The companies would not share a price for the purchase. But DigitalGlobe sells its imagery at rates ranging from zero, for nonprofits like the Red Cross, to $20 a kilometer, said Kevin Bullock, the company’s director of product management.

In July, Mapbox closed a Series B round of $52.6 million led by Draper Fisher Jurvetson, bringing its total funding close to $63 million.

Mapbox builds customizable mapping software for developers, who pay the company per use. It aspires to be the platform of choice for anyone building apps or other technologies embedded with software that needs location data. Its pitch is that it does not sell directly to consumers, so will not demand any consumer data in return. That’s in contrast to other mapping providers, namely Google and Here, Nokia’s former mapping division now owned by a consortium of German car makers.

The startup primarily sells to developers of apps, including Evernote and Github. But it plans to expand, particularly as more Internet-connected sensors attach to more devices and consumer goods, like wearables and drones. “Everybody is talking about the Internet of Things,” said Gundersen. “I don’t think anybody realizes how disruptive this is going to be.”

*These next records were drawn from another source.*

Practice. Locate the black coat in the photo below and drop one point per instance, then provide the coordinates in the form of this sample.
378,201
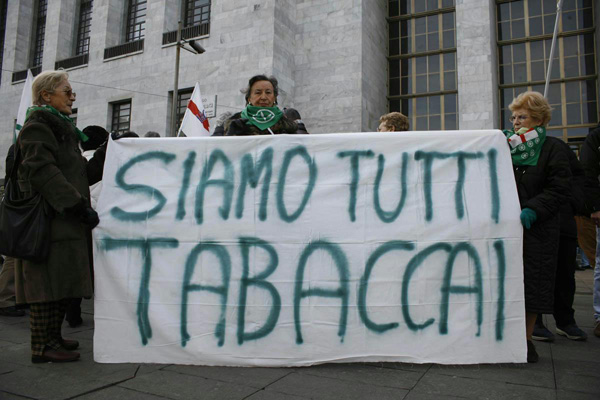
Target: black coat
576,203
543,188
52,165
590,160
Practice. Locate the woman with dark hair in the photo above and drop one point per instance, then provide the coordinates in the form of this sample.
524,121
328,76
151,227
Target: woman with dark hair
261,115
542,173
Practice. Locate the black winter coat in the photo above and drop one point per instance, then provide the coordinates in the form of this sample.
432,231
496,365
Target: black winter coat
576,203
53,166
590,160
543,188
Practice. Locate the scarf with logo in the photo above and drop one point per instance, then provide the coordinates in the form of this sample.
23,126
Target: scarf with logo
262,117
525,144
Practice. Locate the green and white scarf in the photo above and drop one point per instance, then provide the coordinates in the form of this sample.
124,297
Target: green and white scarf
82,136
262,117
525,144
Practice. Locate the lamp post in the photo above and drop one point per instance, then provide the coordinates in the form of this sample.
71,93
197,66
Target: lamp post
196,49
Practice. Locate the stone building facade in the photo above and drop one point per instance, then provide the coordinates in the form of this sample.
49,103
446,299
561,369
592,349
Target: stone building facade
332,58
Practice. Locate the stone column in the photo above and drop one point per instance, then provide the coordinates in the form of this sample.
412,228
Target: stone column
374,76
284,49
17,43
476,64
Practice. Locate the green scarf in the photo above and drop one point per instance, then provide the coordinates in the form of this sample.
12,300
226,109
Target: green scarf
262,117
527,148
82,136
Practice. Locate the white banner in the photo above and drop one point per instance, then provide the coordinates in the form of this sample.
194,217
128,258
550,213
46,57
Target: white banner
294,250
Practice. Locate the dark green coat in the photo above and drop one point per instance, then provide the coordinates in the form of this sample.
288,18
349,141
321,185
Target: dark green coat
52,165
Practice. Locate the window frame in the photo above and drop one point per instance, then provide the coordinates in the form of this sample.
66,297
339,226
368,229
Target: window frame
409,101
135,30
84,27
116,108
559,82
38,33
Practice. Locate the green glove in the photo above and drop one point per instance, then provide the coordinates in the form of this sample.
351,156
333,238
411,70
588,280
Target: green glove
528,217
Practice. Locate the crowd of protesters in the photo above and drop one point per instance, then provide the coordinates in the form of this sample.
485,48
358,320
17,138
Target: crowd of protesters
559,196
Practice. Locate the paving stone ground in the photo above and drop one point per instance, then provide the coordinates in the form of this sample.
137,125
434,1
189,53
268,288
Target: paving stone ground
567,370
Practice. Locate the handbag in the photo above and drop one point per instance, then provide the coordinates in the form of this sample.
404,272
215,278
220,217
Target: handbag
24,221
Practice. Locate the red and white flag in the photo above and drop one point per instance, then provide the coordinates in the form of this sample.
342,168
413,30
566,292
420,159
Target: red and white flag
194,121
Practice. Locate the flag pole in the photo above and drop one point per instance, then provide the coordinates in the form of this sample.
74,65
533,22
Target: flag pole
176,83
549,72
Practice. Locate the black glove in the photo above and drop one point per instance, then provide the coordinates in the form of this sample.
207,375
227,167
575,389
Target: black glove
116,136
238,127
84,213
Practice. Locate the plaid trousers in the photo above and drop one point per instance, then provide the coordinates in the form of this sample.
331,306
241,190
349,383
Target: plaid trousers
46,321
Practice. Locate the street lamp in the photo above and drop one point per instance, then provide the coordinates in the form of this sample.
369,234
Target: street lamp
196,49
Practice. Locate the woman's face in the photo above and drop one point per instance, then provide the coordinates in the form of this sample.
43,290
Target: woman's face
62,98
521,118
262,94
383,127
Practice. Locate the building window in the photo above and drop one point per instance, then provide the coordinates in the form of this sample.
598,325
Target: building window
136,20
196,12
121,117
524,34
83,30
183,97
422,62
39,29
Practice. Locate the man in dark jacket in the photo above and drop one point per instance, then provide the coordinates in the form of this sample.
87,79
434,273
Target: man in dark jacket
564,287
7,275
590,159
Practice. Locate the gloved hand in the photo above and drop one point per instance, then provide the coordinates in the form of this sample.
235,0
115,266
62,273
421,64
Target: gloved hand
84,213
238,127
116,136
528,217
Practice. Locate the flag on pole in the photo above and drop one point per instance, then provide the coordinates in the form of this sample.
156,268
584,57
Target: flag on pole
26,102
194,121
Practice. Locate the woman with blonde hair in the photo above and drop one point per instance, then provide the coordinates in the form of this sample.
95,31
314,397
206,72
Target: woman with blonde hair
50,163
542,173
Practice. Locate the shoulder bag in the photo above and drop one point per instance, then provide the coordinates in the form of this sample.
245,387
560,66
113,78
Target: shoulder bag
24,221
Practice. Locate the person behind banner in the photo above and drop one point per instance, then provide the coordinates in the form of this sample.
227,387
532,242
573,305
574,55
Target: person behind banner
53,166
393,122
261,115
542,173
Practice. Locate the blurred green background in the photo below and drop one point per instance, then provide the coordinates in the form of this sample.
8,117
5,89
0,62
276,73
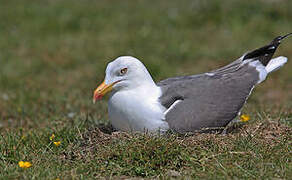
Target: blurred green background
53,54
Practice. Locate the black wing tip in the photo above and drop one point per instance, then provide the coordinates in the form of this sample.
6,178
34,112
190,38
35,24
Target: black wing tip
265,53
279,38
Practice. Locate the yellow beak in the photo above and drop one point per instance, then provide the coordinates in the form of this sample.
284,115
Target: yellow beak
101,90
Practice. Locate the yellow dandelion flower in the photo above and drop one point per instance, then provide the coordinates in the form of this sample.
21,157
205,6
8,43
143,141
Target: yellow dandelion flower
57,143
24,164
52,137
244,118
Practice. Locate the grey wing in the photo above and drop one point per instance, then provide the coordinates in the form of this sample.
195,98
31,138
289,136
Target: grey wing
207,101
213,99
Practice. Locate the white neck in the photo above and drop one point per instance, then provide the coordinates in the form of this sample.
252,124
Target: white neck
137,109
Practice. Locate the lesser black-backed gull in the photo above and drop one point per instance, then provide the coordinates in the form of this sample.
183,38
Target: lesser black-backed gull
185,103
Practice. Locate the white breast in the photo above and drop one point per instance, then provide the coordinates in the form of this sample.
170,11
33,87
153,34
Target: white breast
137,110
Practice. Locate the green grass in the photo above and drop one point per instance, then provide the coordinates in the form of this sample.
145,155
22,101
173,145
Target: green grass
53,54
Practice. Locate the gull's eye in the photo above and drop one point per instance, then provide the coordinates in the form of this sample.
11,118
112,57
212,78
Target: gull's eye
124,71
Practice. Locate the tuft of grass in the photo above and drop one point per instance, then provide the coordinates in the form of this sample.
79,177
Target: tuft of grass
54,53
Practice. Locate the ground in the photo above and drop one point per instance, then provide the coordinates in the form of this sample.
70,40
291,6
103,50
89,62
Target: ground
53,55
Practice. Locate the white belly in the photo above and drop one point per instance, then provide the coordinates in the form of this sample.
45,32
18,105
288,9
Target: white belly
133,111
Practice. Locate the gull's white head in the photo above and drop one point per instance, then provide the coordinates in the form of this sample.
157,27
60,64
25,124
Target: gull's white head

Should Mapbox make a dent in these other markets, it would be rivaling Google and Here, which also provide mapping data for apps (among them, reportedly, Facebook). Apple has also ramped up its internal mapping efforts, recently scooping up the startup Mapsense.

In aggregate, Mapbox’s new image data covers seven times the size of California. It comes from DigitalGlobe’s WorldView-3 satellite, which shot into orbit in 2014. The satellite company currently hosts some six billion square kilometers in archived imagery. It counts Google among its customers. “You probably have seen our imagery, but you may not have known it,” Bullock said.

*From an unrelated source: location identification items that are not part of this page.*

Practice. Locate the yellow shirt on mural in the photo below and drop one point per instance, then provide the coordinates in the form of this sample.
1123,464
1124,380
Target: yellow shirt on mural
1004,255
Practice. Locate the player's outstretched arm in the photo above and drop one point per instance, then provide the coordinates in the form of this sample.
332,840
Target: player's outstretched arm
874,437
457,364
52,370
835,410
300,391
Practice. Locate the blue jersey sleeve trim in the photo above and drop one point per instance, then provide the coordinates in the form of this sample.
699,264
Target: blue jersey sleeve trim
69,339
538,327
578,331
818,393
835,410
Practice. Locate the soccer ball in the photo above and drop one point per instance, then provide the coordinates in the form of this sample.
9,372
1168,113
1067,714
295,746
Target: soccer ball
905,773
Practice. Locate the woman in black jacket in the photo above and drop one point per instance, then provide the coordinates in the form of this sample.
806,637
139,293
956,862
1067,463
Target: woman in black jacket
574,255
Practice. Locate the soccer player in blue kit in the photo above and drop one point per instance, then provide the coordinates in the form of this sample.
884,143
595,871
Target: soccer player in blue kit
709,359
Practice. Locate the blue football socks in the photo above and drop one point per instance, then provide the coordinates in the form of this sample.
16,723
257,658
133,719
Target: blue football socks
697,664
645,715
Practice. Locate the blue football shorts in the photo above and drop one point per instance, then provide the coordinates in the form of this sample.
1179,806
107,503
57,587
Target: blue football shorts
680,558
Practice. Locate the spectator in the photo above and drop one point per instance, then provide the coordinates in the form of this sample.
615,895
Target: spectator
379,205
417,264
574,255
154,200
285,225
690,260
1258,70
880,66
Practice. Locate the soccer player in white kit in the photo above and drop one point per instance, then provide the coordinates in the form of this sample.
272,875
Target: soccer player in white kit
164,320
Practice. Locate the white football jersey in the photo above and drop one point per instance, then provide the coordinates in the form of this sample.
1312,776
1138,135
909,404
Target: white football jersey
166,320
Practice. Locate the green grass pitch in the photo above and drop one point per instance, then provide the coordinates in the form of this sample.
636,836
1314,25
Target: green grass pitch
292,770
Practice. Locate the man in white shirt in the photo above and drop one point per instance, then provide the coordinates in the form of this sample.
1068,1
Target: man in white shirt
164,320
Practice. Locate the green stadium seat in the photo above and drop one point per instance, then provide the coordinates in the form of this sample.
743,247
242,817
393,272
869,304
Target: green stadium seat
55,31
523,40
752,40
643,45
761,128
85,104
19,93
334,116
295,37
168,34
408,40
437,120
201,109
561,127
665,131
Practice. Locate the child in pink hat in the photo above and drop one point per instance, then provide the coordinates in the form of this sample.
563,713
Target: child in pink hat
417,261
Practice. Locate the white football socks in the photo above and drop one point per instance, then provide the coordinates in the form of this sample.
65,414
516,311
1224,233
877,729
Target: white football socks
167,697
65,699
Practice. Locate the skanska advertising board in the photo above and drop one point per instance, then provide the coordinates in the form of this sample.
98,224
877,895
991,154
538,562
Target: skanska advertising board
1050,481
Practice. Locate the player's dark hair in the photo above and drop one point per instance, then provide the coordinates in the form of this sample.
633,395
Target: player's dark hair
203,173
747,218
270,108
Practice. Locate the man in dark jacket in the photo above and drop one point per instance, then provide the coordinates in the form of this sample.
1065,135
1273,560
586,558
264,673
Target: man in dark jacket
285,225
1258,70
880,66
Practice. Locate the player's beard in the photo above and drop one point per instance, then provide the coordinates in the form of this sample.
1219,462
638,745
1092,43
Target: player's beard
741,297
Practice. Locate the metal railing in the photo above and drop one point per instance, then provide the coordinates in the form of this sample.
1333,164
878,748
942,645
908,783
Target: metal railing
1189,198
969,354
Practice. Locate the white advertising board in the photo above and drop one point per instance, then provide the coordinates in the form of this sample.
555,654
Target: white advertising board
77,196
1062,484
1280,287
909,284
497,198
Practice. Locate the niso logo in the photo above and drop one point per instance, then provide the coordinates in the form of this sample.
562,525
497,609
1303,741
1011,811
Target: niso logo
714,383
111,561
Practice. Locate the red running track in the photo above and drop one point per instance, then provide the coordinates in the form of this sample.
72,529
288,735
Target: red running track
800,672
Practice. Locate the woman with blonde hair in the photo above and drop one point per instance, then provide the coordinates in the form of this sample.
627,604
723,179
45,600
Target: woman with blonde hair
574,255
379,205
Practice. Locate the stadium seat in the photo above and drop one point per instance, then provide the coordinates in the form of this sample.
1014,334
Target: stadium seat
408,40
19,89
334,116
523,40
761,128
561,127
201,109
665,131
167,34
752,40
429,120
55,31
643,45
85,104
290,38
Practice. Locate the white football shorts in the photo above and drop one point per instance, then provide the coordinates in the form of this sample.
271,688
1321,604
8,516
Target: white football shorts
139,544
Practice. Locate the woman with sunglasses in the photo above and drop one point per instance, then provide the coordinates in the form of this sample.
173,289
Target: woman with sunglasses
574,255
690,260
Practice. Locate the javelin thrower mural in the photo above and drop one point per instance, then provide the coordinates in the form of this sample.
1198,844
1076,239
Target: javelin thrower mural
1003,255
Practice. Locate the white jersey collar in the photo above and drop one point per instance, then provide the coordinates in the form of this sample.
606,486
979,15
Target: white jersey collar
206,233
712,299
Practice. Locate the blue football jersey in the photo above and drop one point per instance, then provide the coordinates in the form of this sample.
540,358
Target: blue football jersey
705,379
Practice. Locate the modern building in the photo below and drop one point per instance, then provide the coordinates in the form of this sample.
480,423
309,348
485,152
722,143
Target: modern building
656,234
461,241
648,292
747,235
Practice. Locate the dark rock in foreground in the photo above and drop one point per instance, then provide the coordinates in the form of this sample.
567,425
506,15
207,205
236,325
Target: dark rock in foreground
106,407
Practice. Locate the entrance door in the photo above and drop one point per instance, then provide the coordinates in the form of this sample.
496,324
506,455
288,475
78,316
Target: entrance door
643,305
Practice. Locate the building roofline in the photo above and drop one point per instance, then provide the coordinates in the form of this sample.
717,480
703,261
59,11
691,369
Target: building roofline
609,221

Ten years ago, he added, you would need advanced geospatial training to decipher and deploy DigitalGlobe’s data. “Now, through the use of Mapbox technology,” Bullock said, “you can be a startup developer without knowledge of geospatial technology and, with a few lines of code, you can be up and running.”

Maps using data from DigitalGlobe’s latest satellite are more detailed than prior ones, thanks, in part, to the U.S. government. Last year, it lifted restrictions on how closely satellites could peer at the Earth. Previously, they could not shoot images with resolution of anything below 50 centimeters — that is, where each pixel on the map is a 50×50 centimeter box. Now, DigitalGlobe can shoot down to 30 centimeters.

Perhaps to assuage concerns about the creep factor of this level of precision, Gundersen sent over an email on Sunday after we spoke in person. The team had ordered around 27,000 square kilometers of footage around Manzanillo, Mexico, where Hurricane Patricia struck. With its partner, OpenStreetMap, the company opened up the maps for the World Bank, the Red Cross and the Mexican government.